Les organisations APPEL et CDEPS affirment avoir saisi le ministre pour demander le report de la réunion du Conseil de gestion du FADP prévue le 29 décembre 2025 et l’ouverture d’une période normale et conforme au droit pour le dépôt des dossiers. Une requête restée, selon elles, sans suite.
Autre point de discorde : l’octroi de fonds à des structures comme le CORED, la Commission de la carte nationale de presse et la Maison de la Presse Babacar Touré. Le CDEPS soutient que ces attributions auraient été faites sans la réunion du Conseil de gestion, seul organe habilité à statuer sur la répartition de l’aide. Il dénonce également le fait que des entreprises de presse publiques aient bénéficié de l’aide, alors qu’elles sont déjà financées par le budget de l’État, rappelant que, historiquement, l’aide publique à la presse était destinée exclusivement aux médias privés.
Pour le CDEPS, ces décisions s’inscrivent dans une dynamique plus large de fragilisation de la presse privée sénégalaise, dans un contexte de troisième alternance politique.

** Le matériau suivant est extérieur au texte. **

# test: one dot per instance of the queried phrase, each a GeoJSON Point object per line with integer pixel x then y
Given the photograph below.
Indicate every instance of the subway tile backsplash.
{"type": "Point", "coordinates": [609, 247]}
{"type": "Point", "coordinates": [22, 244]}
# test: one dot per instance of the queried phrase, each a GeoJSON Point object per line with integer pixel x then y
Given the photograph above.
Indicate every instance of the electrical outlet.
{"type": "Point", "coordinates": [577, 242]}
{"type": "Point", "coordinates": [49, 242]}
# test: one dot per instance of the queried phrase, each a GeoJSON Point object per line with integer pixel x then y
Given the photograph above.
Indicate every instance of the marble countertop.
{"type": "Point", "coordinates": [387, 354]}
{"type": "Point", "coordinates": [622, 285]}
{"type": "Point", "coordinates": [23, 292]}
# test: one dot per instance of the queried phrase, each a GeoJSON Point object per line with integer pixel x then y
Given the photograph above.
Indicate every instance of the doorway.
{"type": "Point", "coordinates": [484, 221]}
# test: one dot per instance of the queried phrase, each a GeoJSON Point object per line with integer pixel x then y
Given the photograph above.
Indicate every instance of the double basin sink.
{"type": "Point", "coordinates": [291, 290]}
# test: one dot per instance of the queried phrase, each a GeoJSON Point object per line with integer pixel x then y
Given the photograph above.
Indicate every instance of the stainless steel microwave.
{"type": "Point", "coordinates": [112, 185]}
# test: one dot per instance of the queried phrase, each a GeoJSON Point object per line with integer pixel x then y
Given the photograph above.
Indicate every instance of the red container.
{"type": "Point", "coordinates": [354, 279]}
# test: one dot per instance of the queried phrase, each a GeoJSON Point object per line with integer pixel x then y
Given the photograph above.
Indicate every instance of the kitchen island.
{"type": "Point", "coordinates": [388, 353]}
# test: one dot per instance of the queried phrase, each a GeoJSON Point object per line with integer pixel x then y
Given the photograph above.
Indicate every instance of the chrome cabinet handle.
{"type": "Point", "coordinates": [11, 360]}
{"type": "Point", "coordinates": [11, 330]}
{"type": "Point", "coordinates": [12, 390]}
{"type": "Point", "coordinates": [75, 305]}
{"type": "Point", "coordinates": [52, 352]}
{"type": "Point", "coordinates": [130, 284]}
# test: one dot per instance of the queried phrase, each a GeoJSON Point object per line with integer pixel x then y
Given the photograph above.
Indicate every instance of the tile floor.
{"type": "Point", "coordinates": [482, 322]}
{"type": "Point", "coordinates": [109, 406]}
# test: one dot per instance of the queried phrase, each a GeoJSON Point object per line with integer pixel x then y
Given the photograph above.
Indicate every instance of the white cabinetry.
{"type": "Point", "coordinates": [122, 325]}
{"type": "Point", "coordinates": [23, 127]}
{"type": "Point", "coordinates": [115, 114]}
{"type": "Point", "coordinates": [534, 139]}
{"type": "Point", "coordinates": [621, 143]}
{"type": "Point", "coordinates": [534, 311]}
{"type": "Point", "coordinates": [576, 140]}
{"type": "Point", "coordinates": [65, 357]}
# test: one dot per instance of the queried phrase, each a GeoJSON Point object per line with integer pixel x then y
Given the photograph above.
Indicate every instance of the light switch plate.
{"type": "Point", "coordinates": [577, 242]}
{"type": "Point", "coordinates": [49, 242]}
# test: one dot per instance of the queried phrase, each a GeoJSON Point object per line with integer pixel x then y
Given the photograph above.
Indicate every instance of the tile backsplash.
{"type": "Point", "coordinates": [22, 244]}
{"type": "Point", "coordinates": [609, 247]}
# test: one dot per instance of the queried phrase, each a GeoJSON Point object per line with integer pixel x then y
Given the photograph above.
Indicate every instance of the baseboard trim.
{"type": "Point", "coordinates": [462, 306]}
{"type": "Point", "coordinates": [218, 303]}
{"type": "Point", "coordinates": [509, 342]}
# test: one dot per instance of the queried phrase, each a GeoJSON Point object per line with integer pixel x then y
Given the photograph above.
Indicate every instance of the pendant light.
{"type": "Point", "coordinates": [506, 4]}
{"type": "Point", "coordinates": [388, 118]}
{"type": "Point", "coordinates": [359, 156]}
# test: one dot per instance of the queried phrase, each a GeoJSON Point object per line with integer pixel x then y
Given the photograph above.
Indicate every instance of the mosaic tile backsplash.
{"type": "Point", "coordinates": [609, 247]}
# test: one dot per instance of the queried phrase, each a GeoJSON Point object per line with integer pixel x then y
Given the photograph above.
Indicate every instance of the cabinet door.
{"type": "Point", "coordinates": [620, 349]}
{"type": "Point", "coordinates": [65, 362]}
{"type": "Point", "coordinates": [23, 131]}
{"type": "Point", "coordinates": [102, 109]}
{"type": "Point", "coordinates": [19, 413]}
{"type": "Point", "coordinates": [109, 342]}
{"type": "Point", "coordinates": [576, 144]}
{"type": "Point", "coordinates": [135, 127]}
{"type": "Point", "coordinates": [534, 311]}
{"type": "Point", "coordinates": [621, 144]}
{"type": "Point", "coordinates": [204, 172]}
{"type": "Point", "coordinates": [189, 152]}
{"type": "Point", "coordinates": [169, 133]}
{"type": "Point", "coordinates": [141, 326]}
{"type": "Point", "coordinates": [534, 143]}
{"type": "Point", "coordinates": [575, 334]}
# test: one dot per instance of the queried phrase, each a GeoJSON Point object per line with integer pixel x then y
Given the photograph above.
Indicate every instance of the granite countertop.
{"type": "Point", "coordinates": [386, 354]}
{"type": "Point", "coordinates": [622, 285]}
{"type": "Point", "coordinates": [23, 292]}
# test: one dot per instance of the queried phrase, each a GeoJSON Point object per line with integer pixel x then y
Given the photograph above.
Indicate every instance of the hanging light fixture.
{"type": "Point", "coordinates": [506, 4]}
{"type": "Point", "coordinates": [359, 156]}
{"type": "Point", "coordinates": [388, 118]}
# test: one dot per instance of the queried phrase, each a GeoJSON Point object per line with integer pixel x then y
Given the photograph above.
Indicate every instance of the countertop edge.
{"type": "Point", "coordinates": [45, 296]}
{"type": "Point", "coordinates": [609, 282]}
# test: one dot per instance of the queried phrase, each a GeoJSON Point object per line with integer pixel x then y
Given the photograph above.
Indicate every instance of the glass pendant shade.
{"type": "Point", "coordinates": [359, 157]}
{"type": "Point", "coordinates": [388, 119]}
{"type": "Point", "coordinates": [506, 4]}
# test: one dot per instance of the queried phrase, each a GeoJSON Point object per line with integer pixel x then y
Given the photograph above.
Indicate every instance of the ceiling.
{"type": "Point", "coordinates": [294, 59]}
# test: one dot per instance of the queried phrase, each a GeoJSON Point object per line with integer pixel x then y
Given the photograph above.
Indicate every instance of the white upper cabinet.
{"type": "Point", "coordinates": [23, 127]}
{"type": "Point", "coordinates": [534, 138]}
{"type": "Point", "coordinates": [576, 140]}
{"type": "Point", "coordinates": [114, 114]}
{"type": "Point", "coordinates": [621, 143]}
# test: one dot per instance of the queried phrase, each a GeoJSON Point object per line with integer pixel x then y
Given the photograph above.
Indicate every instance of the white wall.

L’organisation appelle le ministre à « faire preuve de responsabilité républicaine » en prenant enfin l’arrêté de répartition du FADP 2025, dans la transparence et le respect du droit.
La déclaration est signée par Mamadou Ibra Kane, au nom du CDEPS, qui conclut en rappelant que « le JUB, le JUBEL et le JUBANTI ne sauraient prospérer que dans la transparence, le respect du droit et de la justice ».